Bermuda, the Islands of the "Devil", North Altantic Ocean

Isles of Light and Whispering Waves

The Mid-Ocean Club, Tucker’s Town, Bermuda — a haven of emerald greens and ocean vistas.

Bermuda revealed itself in fleeting glimpses: green islands embraced by waters shifting from emerald to turquoise, blue to grey, and beaches tinged a delicate pink. The fish-shaped land seemed both tropical and temperate, a curious blend of Caribbean ease and British formality.

Along Hamilton’s Front Street, passengers from a recently docked cruise ship wandered, spilling from shops with treasures in hand. “I bought a splendid Irish jumper,” said a plump American lady, her three shopping bags ballooning like overfilled balloons, nearly colliding with me. Nearby, a policeman stood in the Bird Cage, directing tourists with quiet authority, a living emblem of the island’s orderly charm.

Trimingham was a famous department store in Hamilton, Bermuda, established in 1842.

Dark clouds gathered swiftly. The first raindrops fell. Here, weather is no trifling matter. Locals, seasoned by sudden squalls, hurried for shelter, while I turned towards my car and the narrow road leading to our villa perched on the rocks above the restless Atlantic.

In August 2024, Ernesto roared across Bermuda, a tempest stirring wind and sea.
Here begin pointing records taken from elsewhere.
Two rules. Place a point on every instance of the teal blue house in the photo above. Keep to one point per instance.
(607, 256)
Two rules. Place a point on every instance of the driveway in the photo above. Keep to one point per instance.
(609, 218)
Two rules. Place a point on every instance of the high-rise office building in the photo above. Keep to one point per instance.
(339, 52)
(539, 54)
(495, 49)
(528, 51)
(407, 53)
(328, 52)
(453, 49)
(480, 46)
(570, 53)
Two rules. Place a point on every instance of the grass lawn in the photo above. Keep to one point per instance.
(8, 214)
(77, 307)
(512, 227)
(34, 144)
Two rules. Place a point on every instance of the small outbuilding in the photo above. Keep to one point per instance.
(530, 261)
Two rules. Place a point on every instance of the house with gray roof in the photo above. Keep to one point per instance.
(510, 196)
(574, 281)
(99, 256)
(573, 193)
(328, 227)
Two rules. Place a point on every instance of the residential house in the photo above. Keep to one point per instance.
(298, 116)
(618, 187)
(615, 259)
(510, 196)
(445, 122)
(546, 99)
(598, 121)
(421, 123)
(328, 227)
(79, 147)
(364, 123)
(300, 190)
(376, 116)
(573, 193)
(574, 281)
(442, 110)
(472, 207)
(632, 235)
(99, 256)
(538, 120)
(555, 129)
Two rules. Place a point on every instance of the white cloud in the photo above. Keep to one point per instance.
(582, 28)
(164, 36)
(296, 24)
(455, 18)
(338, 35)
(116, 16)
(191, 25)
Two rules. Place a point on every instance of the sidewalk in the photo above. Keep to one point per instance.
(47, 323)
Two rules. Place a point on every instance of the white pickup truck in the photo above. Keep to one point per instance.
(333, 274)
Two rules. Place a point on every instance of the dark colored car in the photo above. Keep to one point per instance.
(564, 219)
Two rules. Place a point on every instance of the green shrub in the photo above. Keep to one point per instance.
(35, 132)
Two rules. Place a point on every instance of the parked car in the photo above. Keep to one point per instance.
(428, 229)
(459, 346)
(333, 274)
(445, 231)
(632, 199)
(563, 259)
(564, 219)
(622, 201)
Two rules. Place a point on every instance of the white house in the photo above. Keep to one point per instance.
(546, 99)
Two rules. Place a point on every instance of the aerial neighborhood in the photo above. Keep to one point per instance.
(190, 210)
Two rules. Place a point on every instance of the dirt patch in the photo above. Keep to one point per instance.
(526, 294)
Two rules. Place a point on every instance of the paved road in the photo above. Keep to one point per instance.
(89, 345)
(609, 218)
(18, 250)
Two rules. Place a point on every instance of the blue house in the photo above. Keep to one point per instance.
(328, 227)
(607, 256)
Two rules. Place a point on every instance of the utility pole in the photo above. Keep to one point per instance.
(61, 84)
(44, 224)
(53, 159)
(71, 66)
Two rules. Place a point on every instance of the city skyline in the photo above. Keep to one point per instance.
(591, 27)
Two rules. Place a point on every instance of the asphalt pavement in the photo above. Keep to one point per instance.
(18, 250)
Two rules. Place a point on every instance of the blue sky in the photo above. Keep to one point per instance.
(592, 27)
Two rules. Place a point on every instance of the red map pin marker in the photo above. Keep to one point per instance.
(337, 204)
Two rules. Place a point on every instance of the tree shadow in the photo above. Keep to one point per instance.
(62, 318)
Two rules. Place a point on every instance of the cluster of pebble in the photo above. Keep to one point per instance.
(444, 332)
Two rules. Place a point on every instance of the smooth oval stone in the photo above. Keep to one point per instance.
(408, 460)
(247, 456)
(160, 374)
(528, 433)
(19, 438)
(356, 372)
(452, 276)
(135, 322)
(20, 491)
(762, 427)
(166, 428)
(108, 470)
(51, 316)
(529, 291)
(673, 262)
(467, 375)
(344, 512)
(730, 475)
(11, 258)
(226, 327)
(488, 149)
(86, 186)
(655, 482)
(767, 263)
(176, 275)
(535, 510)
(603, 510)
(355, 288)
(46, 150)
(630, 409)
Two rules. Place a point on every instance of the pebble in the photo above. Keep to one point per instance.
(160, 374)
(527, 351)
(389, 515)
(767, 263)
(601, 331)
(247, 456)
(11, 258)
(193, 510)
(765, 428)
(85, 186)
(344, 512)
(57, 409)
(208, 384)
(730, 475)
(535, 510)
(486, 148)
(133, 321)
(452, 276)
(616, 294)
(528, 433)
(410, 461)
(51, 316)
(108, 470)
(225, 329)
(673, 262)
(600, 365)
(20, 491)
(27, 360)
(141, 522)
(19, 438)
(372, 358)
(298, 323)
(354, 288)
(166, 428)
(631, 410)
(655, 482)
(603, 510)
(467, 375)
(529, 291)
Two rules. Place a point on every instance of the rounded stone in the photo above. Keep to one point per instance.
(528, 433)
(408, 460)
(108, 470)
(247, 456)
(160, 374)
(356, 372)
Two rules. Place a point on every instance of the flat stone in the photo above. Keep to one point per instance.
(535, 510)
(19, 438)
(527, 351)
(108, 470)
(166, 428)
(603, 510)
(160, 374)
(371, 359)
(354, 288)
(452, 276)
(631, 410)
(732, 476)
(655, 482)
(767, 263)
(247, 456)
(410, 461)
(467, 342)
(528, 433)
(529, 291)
I thought of Shakespeare’s The Tempest. In Elizabethan times, Bermuda was whispered to be a haunted isle. Ships bound for America were dashed on reefs now lauded for their beauty, and Juan de Bermúdez fled in 1503, convinced he had glimpsed the Devil’s domain. All he left behind was his name.

Blush and green — sea and sky, Bermuda’s enduring beauty.

The road to Tucker’s Point wound along Harrington Sound, where foliage brushed quiet inlets and small sailing boats rested beside whitewashed houses. From the aeroplane, I had admired the kaleidoscope below: emerald waters folding into turquoise bays, rooftops peeking through dense greenery, beaches blushing soft pink. The land was intimate yet grand, each tiny island a secret framed by sea.

Most visitors ignored this spectacle, their eyes fixed on the weather, praying it would hold for golf. Seven courses on an island fifteen miles long and scarcely two and a half miles wide seemed their only concern. I watched the skies too, but with the eye of a traveller, attuned to light, movement, and the whispering mood of sea and wind.

Pink house embraced by turquoise and emerald.

“The island is strange,” I thought, descending the narrow lane to our villa. “It never snows, never grows cold, yet palms flourish as if in the tropics.” Minutes later, I stood behind the great living-room windows, mesmerised. The storm broke over steep rocks, waves smashing the cliffs, wind stirring the Atlantic into silver frenzy. Here was Bermuda: calm and tempestuous, orderly and wild, a theatre of light and water, of colour and sound, where each glance at sea or sky became a revelation.

*I recall that my visit occurred in the early 1980s. I was saddened to learn that Triminghams, founded in 1842 and once the repository of British treasures, closed in 2006. Its family home now serves as the headquarters of the Bermuda National Trust.